The control handle comprises a lever 6, which allows the closure of the clamp on the slave arm side to be mechanically controlled.

The control unit is configured to control three motors in the example described. Each motor is configured to control the movement of the wall telemanipulator according to a degree of freedom. Notably, there is one motor per axis of movement of the wall telemanipulator. The axes are indicated by X, Y and Z herein.

The control unit thus comprises six control components 12, with two control components per motor to be controlled, with the control components thus being designated as X+, X−, Y+, Y−, Z+and Z−.

The control unit 10 is mounted on the control handle 5, being movable relative thereto with several degrees of freedom, as described hereafter. Thus, the control unit is movable relative to the control handle, being able to be oriented as desired by the user, as shown in FIG. 2, thereby improving its visibility by the user and facilitating the handling thereof.

Furthermore, the wall telemanipulator comprises a relay unit configured to receive the control signals from the control unit. The relay unit can be connected to the motors of the telemanipulator by a wired connection.

The control unit 10 is devoid of a wired link, in particular with the motors to be controlled, The control unit in this case is connected to the one or more motors to be controlled by a wireless link. This advantageously avoids the presence of a wire around the control unit, which could hinder the movement thereof relative to the control handle.
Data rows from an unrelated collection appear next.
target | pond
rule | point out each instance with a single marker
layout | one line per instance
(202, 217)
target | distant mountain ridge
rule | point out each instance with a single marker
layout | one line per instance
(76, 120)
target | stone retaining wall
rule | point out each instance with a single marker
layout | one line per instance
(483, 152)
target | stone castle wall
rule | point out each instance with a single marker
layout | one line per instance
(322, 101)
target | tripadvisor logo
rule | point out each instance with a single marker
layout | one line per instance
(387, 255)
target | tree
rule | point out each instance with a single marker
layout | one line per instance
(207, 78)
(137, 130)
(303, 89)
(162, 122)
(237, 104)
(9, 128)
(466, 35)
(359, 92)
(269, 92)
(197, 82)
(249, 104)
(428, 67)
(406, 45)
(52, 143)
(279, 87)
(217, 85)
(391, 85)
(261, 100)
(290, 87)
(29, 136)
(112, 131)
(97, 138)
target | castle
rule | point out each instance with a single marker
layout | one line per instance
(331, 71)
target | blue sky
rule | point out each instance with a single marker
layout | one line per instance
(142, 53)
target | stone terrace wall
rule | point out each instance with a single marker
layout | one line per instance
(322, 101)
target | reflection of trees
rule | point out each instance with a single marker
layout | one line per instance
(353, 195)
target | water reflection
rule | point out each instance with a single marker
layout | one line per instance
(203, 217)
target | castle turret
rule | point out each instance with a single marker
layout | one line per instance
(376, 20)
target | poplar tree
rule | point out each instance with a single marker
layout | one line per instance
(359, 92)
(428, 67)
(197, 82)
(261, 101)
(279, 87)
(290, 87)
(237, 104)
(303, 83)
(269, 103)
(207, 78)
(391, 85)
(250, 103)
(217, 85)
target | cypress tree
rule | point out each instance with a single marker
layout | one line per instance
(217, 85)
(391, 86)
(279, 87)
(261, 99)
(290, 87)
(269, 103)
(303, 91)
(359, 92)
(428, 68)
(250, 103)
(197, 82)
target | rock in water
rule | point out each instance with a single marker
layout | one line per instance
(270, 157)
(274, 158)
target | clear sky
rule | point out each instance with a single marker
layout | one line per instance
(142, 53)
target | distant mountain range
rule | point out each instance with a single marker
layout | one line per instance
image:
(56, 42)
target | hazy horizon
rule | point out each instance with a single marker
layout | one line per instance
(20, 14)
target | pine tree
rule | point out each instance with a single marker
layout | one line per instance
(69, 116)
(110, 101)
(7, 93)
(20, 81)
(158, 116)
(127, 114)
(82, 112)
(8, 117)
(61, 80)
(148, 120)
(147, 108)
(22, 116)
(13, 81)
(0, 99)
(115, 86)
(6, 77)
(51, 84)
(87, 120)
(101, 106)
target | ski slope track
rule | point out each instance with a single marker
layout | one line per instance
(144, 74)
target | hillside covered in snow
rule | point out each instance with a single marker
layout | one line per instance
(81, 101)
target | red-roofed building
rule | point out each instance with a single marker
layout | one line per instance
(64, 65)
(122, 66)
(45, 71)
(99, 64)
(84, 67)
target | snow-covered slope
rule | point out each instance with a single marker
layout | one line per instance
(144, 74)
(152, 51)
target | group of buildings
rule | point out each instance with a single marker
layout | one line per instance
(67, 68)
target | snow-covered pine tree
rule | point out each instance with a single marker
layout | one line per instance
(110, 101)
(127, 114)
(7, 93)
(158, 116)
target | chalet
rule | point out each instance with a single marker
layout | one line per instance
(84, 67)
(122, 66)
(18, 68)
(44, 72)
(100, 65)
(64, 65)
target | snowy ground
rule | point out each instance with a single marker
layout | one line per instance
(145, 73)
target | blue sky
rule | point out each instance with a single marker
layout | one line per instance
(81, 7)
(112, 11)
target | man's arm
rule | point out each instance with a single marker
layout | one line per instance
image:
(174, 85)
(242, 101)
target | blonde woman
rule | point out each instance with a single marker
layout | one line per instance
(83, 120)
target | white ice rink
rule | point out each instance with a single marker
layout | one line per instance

The control unit is also devoid of batteries for its power supply,

The device is configured so that the control unit is movable between two positions symmetrical to each other relative to the control handle. It can be seen that the device is ambidextrous for the user. The user can handle the unit so that it is always within sight and is oriented correctly, irrespective of their position, according to the handling thereof.

The control unit 10 can be oriented relative to the control handle in all directions. To this end, the control unit 10 is mounted on a rotary ring 15 rotatably mounted on the control handle 5. The rotary ring 15 extends, in this example, over approximately 180°. Reference can be made to a rotary half-ring. Thus, the rotary half-ring 15 can rotate around the control handle over approximately 360°. The control unit thus can be rotated all around the control handle.

Furthermore, the device comprises a fixed ring 7 fixedly mounted on the control handle 5. The rotary ring 15 is mounted on the fixed ring 7 of the control handle 5. The rotary ring 15 can easily clip on and unclip from the fixed ring 7.

The fixed ring 7 is perforated and the rotary ring 15 is mounted with a return pin 16 in the perforation 8 of the fixed ring, as shown in FIG. 3. The device comprises a spring to allow the return to occur. The return spring can allow the rotary ring 15 to be easily locked and unlocked.

Moreover, the control unit 10 is detachable from the control handle 5. The control unit 10 is actually detachably mounted on the control handle 5.

The control of the X-axis of a GETINGE LA CALHENE MT 200 model wall manipulator will now be described with reference to FIG. 4. The operating principle is as follows.

Pressing the “S'X+” button on the control handle 5 sends a signal to the wireless control relay 18 “B+”, which, upon closing its internal dry contact, allows the relay 19 “X+” to be powered.

The contact of the relay 19 “X+” allows the motor M to be powered. It rotates in one direction.

Conversely, when the contact “S'X+” is activated, the motor M rotates in the other direction.